Artists

Francisco Pradilla Ortiz

Villanueva de Gallego, 1848 - Madrid, 1925

  • Galician Washerwomen

    1887
  • Washerwomen at the River

    1913

Born in Villanueva de Gállego on 24 June 1848, Francisco Pradilla is deservedly held to be one of the foremost Spanish painters of the last quarter of the 19th century, in addition to the last great master of history painting of the century.

After being taught in Zaragoza by the painter and set designer Mariano Pescador – from whom he learned the characteristic spectacular appearance his history paintings have – and studying for a few years at the Special School of Painting, Sculpture and Engraving in Madrid, in 1874 he went to Rome on a travel grant, remaining there for three years.

There he painted his great masterpiece, Doña Juana la Loca (“Queen Joan the Mad”), now in the Museo Nacional del Prado; he would be obsessed by this subject throughout his life and repeated it in many variants. Extremely famous from the time it was executed, it earned him the medal of honour at the National Exhibition of Fine Arts of 1878 and immediately brought him fame and prestige in both Madrid and France and the rest of Europe, the medal of honour at the Paris Exposition Universelle of 1878, the title of knight of the French Legion of Honour and the medal of honour at the Vienna Universal Exhibition of 1882.

Another of his large history paintings that became equally famous is La Rendición de Granada (“The Surrender of Granada”), which was commissioned in 1882 by the Spanish senate and earned Pradilla the grand cross of the order of Isabella the Catholic. The previous year he was elected a member of the San Fernando Academy and appointed as director of the Spanish School in Rome. He was also a member of the French Institute, a corresponding member of the Society of French Artists and a member of the Paris academy.

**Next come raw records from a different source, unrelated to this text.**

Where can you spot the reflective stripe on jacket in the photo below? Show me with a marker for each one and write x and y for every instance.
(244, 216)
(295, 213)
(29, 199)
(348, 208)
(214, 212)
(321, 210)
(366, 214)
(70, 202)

In Madrid he was appointed director of the Museo del Prado after Palmaroli died in 1896.

Owing to the enormous prestige he enjoyed during his lifetime, Pradilla was sought after by members of Madrid’s high society to decorate their mansions and paint their portraits, as well as executing a large number of genre scenes and pictures of common folk and landscapes.

He died in Madrid on 1 November 1921.